Last month, Rand Paul promised to do “whatever it takes” to stop Mike Pompeo from becoming secretary of State. The Kentucky senator argued that Trump’s pick for top diplomat “loved the Iraq War so much,” he was “ready for a war with Iran next.”
“I don’t think you really want people who are eager for war to be running the State Department,” Paul reasoned. “You want a diplomat.”
Earlier this month, Paul had the opportunity to personally interrogate Pompeo at a Senate hearing. After that back-and-forth, the senator informed the CIA director that his pro-interventionist views on Iraq, Iran, Syria, and Afghanistan did not reflect those of “the millions of people who voted for President Trump.” Paul then reiterated his intention to oppose Pompeo’s promotion.

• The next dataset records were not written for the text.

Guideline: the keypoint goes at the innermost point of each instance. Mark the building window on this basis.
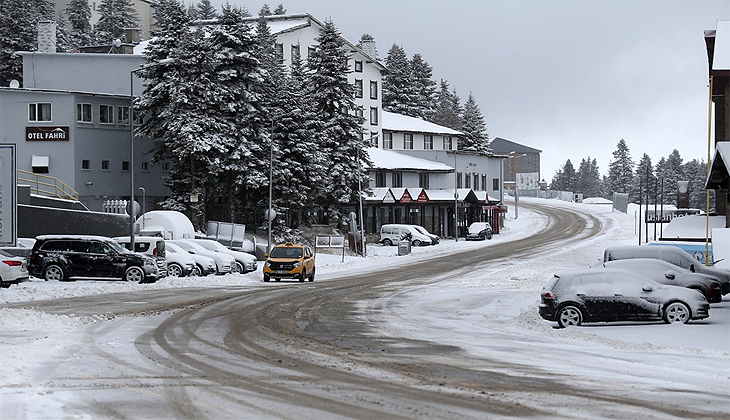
(106, 114)
(423, 180)
(83, 113)
(39, 112)
(427, 142)
(387, 140)
(397, 179)
(447, 142)
(123, 115)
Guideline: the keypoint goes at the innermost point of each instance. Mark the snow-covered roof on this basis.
(721, 55)
(388, 159)
(397, 122)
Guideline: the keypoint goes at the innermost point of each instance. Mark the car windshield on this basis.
(286, 252)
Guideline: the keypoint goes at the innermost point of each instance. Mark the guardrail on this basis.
(47, 185)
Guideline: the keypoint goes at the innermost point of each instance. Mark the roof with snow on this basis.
(397, 122)
(390, 160)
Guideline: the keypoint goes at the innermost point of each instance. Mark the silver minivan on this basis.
(670, 254)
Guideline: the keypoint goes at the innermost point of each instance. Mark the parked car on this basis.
(479, 231)
(13, 269)
(391, 234)
(245, 263)
(665, 273)
(224, 263)
(150, 245)
(670, 254)
(64, 257)
(435, 239)
(289, 260)
(202, 265)
(590, 295)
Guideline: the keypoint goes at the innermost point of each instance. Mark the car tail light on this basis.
(547, 295)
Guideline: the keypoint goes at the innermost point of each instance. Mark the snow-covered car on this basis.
(479, 231)
(589, 295)
(671, 254)
(245, 262)
(666, 273)
(202, 265)
(12, 269)
(224, 263)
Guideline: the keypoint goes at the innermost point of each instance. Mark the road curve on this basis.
(300, 351)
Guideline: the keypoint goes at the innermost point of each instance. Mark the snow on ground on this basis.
(490, 312)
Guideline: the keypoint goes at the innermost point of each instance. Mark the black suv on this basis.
(61, 257)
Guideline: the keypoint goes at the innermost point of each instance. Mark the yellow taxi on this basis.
(290, 261)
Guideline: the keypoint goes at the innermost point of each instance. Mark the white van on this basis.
(392, 234)
(671, 254)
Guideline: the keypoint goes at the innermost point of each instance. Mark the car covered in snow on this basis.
(574, 297)
(666, 273)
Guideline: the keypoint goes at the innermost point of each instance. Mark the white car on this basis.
(225, 263)
(12, 269)
(202, 265)
(244, 262)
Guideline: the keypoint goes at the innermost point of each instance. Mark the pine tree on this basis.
(115, 17)
(205, 10)
(398, 93)
(334, 103)
(620, 170)
(475, 136)
(424, 87)
(448, 108)
(18, 32)
(79, 17)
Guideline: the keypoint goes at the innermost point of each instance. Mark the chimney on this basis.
(46, 36)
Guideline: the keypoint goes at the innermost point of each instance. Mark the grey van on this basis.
(670, 254)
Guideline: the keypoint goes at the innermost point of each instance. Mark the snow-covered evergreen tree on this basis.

This led political observers to assume that Paul would join the ten Democrats on the Senate Foreign Relations Committee Monday in voting down Pompeo’s nomination — delivering a rare rebuke to the neoconservative foreign-policy Establishment he opposes so courageously.
But just before that vote was held, a miracle happened: Donald Trump informed Paul that Pompeo had finally realized the error of his ways, and adopted Paul’s anti-interventionist views on U.S. policy in the Middle East, thereby allowing Paul to do the GOP Establishment’s bidding with total integrity.
Granted, it’s a little curious that Paul would trust the president’s word on these matters, given that the senator said in 2016, “Donald Trump is a delusional narcissist and an orange-faced windbag,” and that “a speck of dirt is way more qualified to be president.”
But Paul’s estimation of Trump must have changed radically since then, just as his sense of Pompeo changed radically since this morning. The only alternative explanation for Paul’s actions would be that he is a total fraud, and that’s a bit hard to believe.